This is the first post I write and I'm feeling very nervous, but also excited to start this whole new journey with you. So, as you can read, the first step of our journey into the 16th century starts with a mother and her only son, the boy that one day will be King of England, a new conqueror, the second of the English history.
But how this boy became King? Long is the way to the throne, and a little help is always very welcomed. Now, since I started to study about Tudor, the first name that came out every time was the one of Margaret Beaufort. Not every historians have a same opinion about her - some of them portrayed her as a vile woman, other as the most pious creature the world had ever knew - but all of them agrees that she was the matriarch a new royal dynasty, the one that stopped forever the civil war between Lancaster and York, the dynasty that generated the most powerful monarchs of all times: the Tudor.
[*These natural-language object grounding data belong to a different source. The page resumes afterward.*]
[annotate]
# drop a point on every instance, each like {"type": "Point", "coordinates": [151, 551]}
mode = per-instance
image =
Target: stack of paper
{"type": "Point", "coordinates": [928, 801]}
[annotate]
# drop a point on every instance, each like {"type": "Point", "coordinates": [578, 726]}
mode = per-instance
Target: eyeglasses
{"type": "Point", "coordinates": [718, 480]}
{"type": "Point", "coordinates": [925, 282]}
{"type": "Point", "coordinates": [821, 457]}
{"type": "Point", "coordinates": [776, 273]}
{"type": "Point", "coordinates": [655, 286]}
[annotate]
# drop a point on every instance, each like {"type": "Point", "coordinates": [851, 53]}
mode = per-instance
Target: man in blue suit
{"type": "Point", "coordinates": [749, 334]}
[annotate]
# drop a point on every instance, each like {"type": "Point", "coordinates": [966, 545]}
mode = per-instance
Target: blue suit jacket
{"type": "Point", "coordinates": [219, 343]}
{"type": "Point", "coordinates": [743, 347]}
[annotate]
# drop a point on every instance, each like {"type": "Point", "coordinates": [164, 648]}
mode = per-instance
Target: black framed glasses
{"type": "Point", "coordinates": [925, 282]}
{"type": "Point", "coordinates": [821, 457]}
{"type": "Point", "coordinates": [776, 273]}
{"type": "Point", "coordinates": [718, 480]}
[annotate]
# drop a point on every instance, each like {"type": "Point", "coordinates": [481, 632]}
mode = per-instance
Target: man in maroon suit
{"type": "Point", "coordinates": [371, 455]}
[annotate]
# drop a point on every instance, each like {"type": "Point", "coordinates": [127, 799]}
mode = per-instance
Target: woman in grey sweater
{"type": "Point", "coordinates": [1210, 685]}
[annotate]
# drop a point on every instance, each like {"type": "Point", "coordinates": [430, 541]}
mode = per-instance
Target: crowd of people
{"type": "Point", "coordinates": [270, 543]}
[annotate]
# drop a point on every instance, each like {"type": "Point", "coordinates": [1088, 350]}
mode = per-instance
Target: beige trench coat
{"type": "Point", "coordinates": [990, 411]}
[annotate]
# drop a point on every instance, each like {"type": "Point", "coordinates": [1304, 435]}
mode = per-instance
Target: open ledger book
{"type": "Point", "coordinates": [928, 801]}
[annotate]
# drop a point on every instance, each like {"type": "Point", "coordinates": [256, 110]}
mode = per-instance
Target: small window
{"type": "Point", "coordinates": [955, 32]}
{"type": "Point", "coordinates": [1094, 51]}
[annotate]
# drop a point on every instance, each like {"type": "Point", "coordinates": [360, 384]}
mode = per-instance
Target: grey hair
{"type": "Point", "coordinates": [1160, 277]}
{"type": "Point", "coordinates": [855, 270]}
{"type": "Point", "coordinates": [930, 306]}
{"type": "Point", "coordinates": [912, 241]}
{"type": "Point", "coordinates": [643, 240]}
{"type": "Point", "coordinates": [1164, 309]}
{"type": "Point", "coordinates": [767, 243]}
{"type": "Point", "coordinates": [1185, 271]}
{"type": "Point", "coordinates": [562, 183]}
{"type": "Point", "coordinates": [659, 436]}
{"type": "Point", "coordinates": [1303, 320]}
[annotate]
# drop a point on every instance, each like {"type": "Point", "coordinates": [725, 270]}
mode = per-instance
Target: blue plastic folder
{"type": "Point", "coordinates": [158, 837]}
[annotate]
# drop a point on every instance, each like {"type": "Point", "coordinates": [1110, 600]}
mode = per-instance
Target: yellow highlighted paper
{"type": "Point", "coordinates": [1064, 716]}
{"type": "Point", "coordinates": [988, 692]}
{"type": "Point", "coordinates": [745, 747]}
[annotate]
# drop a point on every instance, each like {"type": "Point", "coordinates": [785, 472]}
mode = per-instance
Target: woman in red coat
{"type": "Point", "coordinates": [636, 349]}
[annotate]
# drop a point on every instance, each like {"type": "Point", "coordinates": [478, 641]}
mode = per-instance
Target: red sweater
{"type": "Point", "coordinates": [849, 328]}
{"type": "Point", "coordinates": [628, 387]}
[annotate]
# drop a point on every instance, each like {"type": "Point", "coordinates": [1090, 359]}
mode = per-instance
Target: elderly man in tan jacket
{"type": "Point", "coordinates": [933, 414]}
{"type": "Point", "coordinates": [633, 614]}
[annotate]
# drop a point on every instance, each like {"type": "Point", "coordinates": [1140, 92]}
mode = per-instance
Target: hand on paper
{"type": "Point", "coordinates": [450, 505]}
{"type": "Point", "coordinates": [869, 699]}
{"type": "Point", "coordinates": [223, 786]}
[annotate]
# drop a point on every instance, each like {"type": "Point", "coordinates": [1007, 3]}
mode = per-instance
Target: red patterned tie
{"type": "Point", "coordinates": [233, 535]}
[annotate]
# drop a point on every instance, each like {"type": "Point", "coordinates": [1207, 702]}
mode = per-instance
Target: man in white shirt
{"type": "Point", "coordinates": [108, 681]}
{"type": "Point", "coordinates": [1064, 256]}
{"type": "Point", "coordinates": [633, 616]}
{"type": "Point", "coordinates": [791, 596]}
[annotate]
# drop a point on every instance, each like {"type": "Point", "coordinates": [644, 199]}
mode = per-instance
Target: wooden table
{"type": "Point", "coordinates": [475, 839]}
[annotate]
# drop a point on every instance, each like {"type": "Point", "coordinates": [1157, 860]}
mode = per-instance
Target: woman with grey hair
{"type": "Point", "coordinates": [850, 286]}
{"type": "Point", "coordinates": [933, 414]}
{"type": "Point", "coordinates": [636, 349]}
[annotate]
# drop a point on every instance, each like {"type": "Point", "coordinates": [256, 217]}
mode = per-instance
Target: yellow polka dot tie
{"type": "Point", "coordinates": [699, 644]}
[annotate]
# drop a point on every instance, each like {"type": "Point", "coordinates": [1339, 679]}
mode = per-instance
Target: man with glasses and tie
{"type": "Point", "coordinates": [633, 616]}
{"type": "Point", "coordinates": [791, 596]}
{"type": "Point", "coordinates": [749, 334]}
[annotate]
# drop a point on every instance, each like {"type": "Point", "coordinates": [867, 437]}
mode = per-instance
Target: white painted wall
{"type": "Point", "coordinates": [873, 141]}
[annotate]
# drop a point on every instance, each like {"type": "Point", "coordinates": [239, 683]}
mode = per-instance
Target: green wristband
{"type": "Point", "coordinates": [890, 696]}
In today's post we're going to try to find everything useful to give to this woman a realistic portrait, let's start.
Early years
Early years
Born in 1443, she was the only child of John Beaufort, duke of Somerset and Margaret Beauchamp, so she was raised in a Lancaster family. When her father died in mysterious circumstances (some of his contemporaries believed he committed suicide) in 1444 she was one of the most influent and wanted girl on the marriage market: she was John of Gaunt's niece. In 1450 she was contracted to John de la Pole, a de futuro arrangement for a marriage that was easily annulled three years later when she was married de facto to Edmund Tudor, the half brother of king Henry VI of Lancaster, recently made earl of Richmond. The wedding took place at the Bletsoe Castle on 1st November 1455, he was 24 and she was almost 13 years old. Their union was tactical plan to assure to their children the crown of England through her Plantagenet blood.
In 1453 the Lancaster king fell in a seventeen months lasting sleep and Richard, duke of York became the Protector of the Realm. The Queen, Margaret of Anjou, was furious and when the king finally woke up, he got rid of the protector causing a new break in the country. On 22nd May 1455 the first battle of St. Albans was fought between the two sides and the king was take as prisoner.
Gryffydd made war with the troops under Edmund, capturing the castles at Aberystwyth, Carmarthen and Carreg Cennen by June 1456. The rebellion didn't last long, and by early August, Edmund's forces had retaken those castles although minor skirmishes continued for several months longer. While Edmund was in Wales, the King had deposed York. In retaliation, York sent 2,000 men under William Herbert on 10th August to take South Wales. When they arrived at Carmarthen Castle, they took the stronghold and captured Edmund Tudor. On 3rd November 1456, Edmund became infected with the bubonic plague and died leaving on this world a pregnant widow.